Dicen que lo que no se nombra no existe y en mi casa nunca hablábamos de mí. Cada domingo soñaba con arrancarme los lazos, hundir en el río mis merceditas de charol y cortarme el pelo, como si fuera libre. Envidiaba a mis hermanos. Yo también quería llevar la cara sucia y darle patadas al balón. Era tan diferente que empecé a diluirme. Cuando cumplí catorce años me avergonzaba de mí. Quise saltar desde la ventana de mi habitación y romperme sobre la acera. Fantaseaba con mi cabeza quebrada como la cáscara de un huevo. Me dolían las miradas de mi padre.

Pronto tuve claro que este mundo no era para mí. Demasiado frágil, poco femenina, difícil de etiquetar. Eva, mi única amiga, se hartó de verme infeliz: «eres un chico», me dijo, admítelo de una vez.

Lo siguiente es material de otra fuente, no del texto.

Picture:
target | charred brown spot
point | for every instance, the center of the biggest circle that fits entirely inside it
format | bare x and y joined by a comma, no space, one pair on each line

Aquellas palabras abrieron una herida cosida con silencios. Me enfrenté a mis padres, lloré de rabia, no me comprendieron.

Han pasado los años y por primera vez me gusto. He tenido el valor de operarme y todavía estoy dolorido y atontado. Eva me aprieta la mano y me llama por mi nuevo nombre. Me acaricia la barba y me besa. De todas las personas que conozco es la única que tiene alma de ángel.